Dividing manic episodes into subgroups might atomize the syndrome unnecessarily. Subjects meeting various criteria for mixed states differ from those with classic mania, however, regarding treatment response
(2,
10,
11), suicidality
(12), panic disorder
(13), elevated hypothalamic-pituitary-adrenocortical axis function
(14), and increased noradrenergic system function
(15); where the dysphoric group would fit is unknown.
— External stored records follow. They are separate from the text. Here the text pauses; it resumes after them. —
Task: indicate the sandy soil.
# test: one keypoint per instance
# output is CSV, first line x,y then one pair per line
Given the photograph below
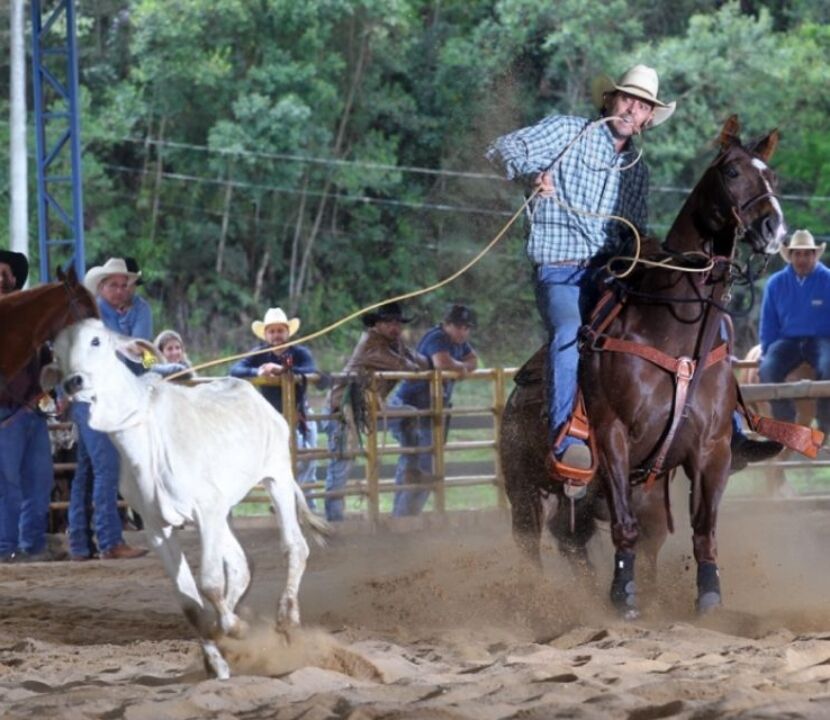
x,y
435,623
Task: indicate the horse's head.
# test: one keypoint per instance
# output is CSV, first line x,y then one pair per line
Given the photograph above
x,y
741,192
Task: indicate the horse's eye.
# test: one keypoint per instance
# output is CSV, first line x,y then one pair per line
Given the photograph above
x,y
731,172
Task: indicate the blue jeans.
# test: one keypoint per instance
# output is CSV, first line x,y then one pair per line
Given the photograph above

Yet, viewing mania as a syndrome with many subtypes may be too fragmentary. It may be more parsimonious to view affective states as orthogonal combinations of elemental behavioral disturbances, each with specific biological substrates and pharmacologic sensitivities, rather than as many fragmented syndromes. The underlying disturbances could be related to constructs such as reward, activity, and arousal
(16–
18). Kraepelin proposed a system based on mood, activity, and thought
(1). Carroll developed a more biologically oriented system based on two types of reward—“psychic pain” and hyperactivity
(19). Neither system was based on systematic quantitative observations of patients. A recent factor analysis of manic episodes, based on a briefer, nonstandard rating instrument, also found a prominent orthogonal depression factor that did not appear normally distributed
(20). Our data, like the earlier data, are based on symptom rating scales and would therefore not be directly relevant to a model of underlying causes. The results suggest, however, that essentially orthogonal combinations of behavioral disturbances may underlie subtypes of the manic syndrome.